I have been spending the week cleaning out our cupboards and storage areas. The walls all needed cleaning. When you spend a winter in Georgia, the warmer walls inside the boat pick up moisture which then turns into mildew. It is also a good time to get rid of things we don’t use. Some things go into storage, others get tossed or put on the “free table” in the clubhouse. All kinds of things show up there.
As I was cleaning the walls in our v-berth, I also cleaned our small port windows (don’t open, only for light) that are on the hull (vertical outside walls). To my surprise, one of the windows was loose. The “glass” is “glued” against the hull. The end towards the bow was loose. If we hadn’t discovered this, a rough wave could have pulled the window out and filled our v-berth with water. What a mess that would have been!!
SO, another project on the list. Dave started researching online what to use and talking to other boaters that have replaced their windows.

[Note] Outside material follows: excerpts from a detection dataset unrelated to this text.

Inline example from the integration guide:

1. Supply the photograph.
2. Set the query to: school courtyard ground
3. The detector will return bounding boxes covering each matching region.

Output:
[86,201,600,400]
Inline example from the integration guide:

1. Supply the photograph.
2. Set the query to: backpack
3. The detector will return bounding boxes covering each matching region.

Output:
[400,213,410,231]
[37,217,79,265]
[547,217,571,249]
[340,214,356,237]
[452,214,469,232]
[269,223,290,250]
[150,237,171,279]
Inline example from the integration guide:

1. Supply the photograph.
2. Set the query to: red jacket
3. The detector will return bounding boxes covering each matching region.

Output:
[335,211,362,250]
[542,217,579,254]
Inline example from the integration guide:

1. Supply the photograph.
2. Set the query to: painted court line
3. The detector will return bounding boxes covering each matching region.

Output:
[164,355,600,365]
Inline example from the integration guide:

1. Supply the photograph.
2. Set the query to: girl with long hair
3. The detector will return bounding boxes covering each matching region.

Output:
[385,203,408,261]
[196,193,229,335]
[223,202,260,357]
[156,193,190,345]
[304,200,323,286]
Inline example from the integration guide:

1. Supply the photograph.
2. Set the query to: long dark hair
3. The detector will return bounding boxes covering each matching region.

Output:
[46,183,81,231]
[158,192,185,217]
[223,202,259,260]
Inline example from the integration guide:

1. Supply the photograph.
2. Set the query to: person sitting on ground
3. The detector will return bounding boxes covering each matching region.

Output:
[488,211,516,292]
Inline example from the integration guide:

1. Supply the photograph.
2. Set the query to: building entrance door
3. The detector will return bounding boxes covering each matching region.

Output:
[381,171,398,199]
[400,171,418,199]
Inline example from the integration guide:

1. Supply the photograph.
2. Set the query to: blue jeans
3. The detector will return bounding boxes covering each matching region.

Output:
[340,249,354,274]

5-2/3 Sunday/ Monday anchor retrieval
Friends on a neighboring boat took their father out for a nice Sunday afternoon sail. They anchored in the Brunswick River straight out the channel that leads to our marina. It was getting close to sunset when we received a call from them. Their anchor was caught under something and they weren’t able to retrieve it. Their dinghy had a leak, so they couldn’t get in the water to check it out or pull it from a different angle. In the process of trying to bring it up, they broke a cleat off of their toe rail. That’s when they decided to call us.
We took off to help, but called a retired Coast Guard boater, to be on the alert. We couldn’t get it to release either. They tied a fender to it and figured they would hire a diver to retrieve it tomorrow. It started raining, so we high tailed it back, actually faster in our dinghy than they were in their boat.
On Monday, Dave took another guy from our dock and returned by dinghy to where they left the anchor. He took a big carabiner with a line attached and let it slide down the anchor rode. This allowed them to pull from a different direction. They were hoping it went down the shaft of the anchor, but they couldn’t see that for sure. They pulled in different directions with the dinghy. If they pulled on the fender it was tied to, it would only set it further or continue to stay under whatever was holding it (which we did last night). After several tries, they could see the fender following them, which meant the anchor was free. It was a good test for possible use in the future.
It worked so well that Dave bought us a real anchor retriever.
Another dinghy ride to Marshside Grill with Brunswick Landing Marina friends. It's about a 30-45 minute ride by dinghy, depending on everybody's outboard function/or not. It's a good time to check your outboards and dinghies and have fun.
I wanted to wash our curtains inside the boat. I had never removed the entire slide that is mounted to the wall above the window. Occasionally, I still find an area that I have never cleaned in the 8 years we have been living on the boat.
|they cover these windows, 9 total|
We started the process of reattaching the port windows. Now our boat has a pirate patch over it’s left eye. Of course it couldn’t go smoothly. The first one broke as we tried to remove it. Dave decided to check all of the windows. 4 out of 6 are loose.
|what they are supposed to look like|
|pirate eye patch|
Now he is talking to another boater about using some of his leftover glass to replace this one and any others as needed.
My church in Brunswick, St. Francis Xavier celebrated our Lady of Fatima feast on May 9. It is the anniversary of when Mary appeared to 3 shepherd children in Fatima, Portugal. We have a large Portuguese population here because of the fishing years ago.
After placing the crown on Mary’s head, she was paraded outside and around the park across the street from the church. Such a beautiful ceremony.